Как вам рассказ, Геннадий Анатольевич?
— А? Это он мне? — удивленно встрепенулся Полежаев и посмотрел за окно, где вовсю чернела ночь.
— Ага, вам. А заодно и Рафаэлю Рустамовичу и Вилене, повелительнице самых моих сладких грез.
— Ничего так, — буркнул Полежаев, подозрительно косясь на раскрытую пасть бегемота-диктофона. — Только затянуто немного. Но мне в принципе нравится, когда история бесконечна, как «у попа была собака, он ее любил, она съела кусок мяса…» — Полежаев резво повернулся к Хабибуллину: — А как это вы делаете, доктор?
— «Он ее убил, — подхватила Вилена. — В яму закопал и надпись написал: у попа была собака…» — ну и так далее.
— Что делаю?
— Ну, вот сейчас, он же меня спросил
— Никак не делаю. Я же вам сказал: запись адаптируется.
Из открытой пасти бегемотика опять донесся голос Степана Свердлова:
— Ага, я адаптируюсь. Кстати, очень рад, что вам понравилось, Геннадий Сергеевич. Может быть, все-таки напечатаете меня? Однако же пора переходить к неприятным вещам. У меня для вас плохие новости, друзья. Гм, как бы это поделикатнее преподнести…
Голос в диктофоне замялся на секунду, а Хабибуллин зажмурился, как будто в ожидании привычной пощечины.
— Как ни крути, а особо деликатно не получится. Рафаэль Рустамович, Вилена, Геннадий… вы не существуете! Вас нет в реальности. Вы — всего лишь бред моего больного мозга. Вы — персонажи моего последнего рассказа.

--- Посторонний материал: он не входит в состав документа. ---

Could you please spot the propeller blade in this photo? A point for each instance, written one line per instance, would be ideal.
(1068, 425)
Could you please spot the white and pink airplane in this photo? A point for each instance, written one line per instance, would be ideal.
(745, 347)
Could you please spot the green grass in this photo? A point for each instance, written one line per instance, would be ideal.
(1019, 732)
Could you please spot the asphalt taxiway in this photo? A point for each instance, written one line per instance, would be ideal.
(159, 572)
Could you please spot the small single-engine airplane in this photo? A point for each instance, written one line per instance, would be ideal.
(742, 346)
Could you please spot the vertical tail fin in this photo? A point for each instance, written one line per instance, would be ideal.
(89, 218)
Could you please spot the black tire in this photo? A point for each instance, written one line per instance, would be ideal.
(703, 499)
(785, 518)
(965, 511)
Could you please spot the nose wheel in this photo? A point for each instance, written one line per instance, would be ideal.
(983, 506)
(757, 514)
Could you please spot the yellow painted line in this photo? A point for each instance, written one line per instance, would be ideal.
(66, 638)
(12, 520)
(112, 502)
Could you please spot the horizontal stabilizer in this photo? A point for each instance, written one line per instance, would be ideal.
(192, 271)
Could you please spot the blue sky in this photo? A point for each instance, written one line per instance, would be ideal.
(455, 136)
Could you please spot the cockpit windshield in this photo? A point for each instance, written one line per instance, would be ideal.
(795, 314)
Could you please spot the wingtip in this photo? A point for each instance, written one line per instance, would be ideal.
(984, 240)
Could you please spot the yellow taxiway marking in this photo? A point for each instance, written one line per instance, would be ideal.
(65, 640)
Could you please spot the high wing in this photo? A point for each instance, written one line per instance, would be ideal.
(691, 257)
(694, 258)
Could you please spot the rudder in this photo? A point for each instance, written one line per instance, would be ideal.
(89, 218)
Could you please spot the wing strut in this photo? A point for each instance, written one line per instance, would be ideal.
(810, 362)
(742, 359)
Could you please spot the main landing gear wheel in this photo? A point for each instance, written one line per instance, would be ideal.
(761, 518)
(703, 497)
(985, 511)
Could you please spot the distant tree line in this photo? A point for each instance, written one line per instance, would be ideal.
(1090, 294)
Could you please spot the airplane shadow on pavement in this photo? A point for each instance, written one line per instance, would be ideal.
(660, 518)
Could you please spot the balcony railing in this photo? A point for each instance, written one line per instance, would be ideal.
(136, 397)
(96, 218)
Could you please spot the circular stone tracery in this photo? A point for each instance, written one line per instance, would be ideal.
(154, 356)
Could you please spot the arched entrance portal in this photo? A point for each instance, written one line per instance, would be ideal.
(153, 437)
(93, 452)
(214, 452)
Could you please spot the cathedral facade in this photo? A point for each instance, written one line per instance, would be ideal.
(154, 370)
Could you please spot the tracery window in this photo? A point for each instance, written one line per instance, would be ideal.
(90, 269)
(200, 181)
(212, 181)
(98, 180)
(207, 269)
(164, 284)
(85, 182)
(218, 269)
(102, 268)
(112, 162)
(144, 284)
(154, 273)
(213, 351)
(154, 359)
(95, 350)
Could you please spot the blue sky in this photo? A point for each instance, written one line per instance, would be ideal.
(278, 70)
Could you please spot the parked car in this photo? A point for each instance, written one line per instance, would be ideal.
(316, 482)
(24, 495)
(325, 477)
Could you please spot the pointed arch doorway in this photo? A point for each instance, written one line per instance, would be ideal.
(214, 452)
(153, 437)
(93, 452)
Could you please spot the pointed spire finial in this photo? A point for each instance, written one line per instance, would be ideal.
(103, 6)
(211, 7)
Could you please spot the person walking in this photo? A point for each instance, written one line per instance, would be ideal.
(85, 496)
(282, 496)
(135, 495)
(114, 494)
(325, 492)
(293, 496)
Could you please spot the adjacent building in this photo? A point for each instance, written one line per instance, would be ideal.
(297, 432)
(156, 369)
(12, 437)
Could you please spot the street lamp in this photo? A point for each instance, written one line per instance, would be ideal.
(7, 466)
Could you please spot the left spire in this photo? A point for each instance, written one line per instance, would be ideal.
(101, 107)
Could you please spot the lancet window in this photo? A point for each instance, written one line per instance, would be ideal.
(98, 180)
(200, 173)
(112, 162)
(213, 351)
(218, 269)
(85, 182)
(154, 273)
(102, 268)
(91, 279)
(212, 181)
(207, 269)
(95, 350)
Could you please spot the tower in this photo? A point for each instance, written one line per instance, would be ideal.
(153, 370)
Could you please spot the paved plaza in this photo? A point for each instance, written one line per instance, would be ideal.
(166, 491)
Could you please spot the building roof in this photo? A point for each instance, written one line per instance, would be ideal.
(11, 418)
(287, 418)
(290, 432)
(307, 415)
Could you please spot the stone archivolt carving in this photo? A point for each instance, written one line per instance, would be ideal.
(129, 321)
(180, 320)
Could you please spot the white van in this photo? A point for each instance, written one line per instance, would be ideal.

— Что он несет, пойдемте отсюда! — Полежаев выстрелил пальцем в сторону аморфного тела Степана и решительно зашагал к двери. — Мне еще Двинова сдавать сегодня, а я время на глупые розыгрыши трачу… Нехорошо поступаете, Рафаэль Рустамович!
В тот самый момент, когда Полежаев уже раздвинул зеленую пластиковую занавеску, чтобы покинуть помещение, из динамика донеслось:
— Что он несет, пойдемте отсюда, мне еще Двинова сдавать — скажет сейчас Полежаев.
В Степанином голосе из диктофона послышалась имитация интонации Полежаева.
Тот так и застыл, пригвожденный к воздуху в пяти местах.
Голос Степана продолжал:
— Эта фамилия у меня всплывает всякий раз, это мой одноклассник Почему Двинов? Может быть, хорошая, крепкая фамилия для честного бескомпромиссного писателя? Разумеется, в реальности его, скорее всего, не су…
Хабибуллин нажал на кнопочку на спине желтого бегемота, и тот заткнулся.
Обмякший Полежаев сделал несколько вялых шагов и залез на разделочный стол. Полы его черного кожаного плаща разметались, как крылья летучей мыши
— Как вы это делаете? — вторично поинтересовался он. — Очень хитрый фокус.
— Я ничего не делаю. У меня есть эта запись, и я ее включаю. А как это сделал он, — врач кивнул в сторону неподвижного Степана со страшными очками на лице, — я не имею ни малейшего представления. Я же вам говорил: запись адаптируется. Хотите, продолжим?
Полежаев мрачно кивнул, а Вилена отрицательно замотала головой.